Bien que Bush ait déclaré que « le monde libre n’acceptera pas » un Iran doté de l’arme nucléaire, son administration ne semble pas disposée à s’engager dans une campagne militaire, mais envisage plutôt une guerre d’usure. Pour tenter de rallier les Européens à leurs vues, les Américains ont fait quelques gestes en direction de la Grande-Bretagne, de la France et de l’Allemagne, la « troïka » qui tente de convaincre Téhéran de renoncer à ses ambitions nucléaires. Dans le cas où l’Iran accepterait de geler complètement ses programmes contestés, ils sont prêts à lever leur opposition à son entrée dans l’Organisation mondiale du commerce (OMC) et à lui livrer des pièces détachées pour ses avions civils. En réponse à ces concessions, les Européens ont fait part de leur « détermination » à empêcher l’Iran de se procurer des armes nucléaires et sont décidés à le déférer devant le Conseil de sécurité s’il ne coopère pas pleinement avec l’Agence internationale de l’énergie atomique (AIEA).
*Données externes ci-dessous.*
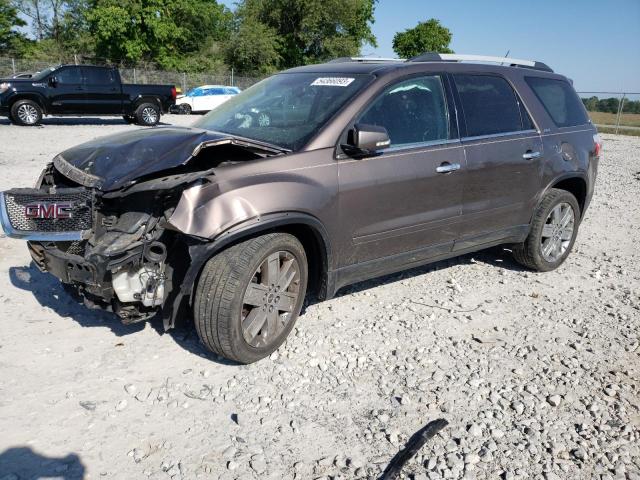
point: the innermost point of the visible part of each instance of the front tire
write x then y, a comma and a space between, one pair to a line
148, 114
26, 113
553, 232
249, 297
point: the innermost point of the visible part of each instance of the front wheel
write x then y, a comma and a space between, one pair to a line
26, 113
249, 297
553, 232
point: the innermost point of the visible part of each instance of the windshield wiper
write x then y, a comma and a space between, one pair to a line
255, 144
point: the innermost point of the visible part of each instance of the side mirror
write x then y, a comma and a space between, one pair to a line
366, 139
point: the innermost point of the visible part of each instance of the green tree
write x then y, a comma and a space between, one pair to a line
165, 33
310, 31
253, 49
11, 41
429, 36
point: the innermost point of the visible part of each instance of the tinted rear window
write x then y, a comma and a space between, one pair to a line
490, 105
559, 100
98, 76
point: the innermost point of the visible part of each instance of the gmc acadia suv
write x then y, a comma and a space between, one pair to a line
313, 179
Cette dernière a établi que l’Iran avait bien réalisé des expériences d’enrichissement de l’uranium et de séparation du plutonium, bien qu’il soit encore loin – quelques années, sans doute – de pouvoir produire des quantités de matériel fissile suffisantes pour fabriquer une bombe. Mais les Iraniens n’en ont pas moins acquis une expertise technologique considérable. Personne ne semble connaître leurs intentions réelles. Cherchent-ils simplement à gagner du temps pour mener à bien un programme militaire clandestin ? Ou bien leur véritable objectif est-il d’obtenir de l’Europe et des États-Unis des avantages commerciaux et financiers importants ?
La vérité est peut-être ailleurs. Entouré de toutes parts – de l’Irak à l’Afghanistan et de l’Asie centrale au Golfe – de bases militaires américaines et régulièrement menacé d’une attaque par les États-Unis et Israël, l’Iran pourrait être tenté de pousser sa recherche aussi loin que possible, de manière à pouvoir, en cas d’urgence, franchir rapidement le « seuil » nucléaire.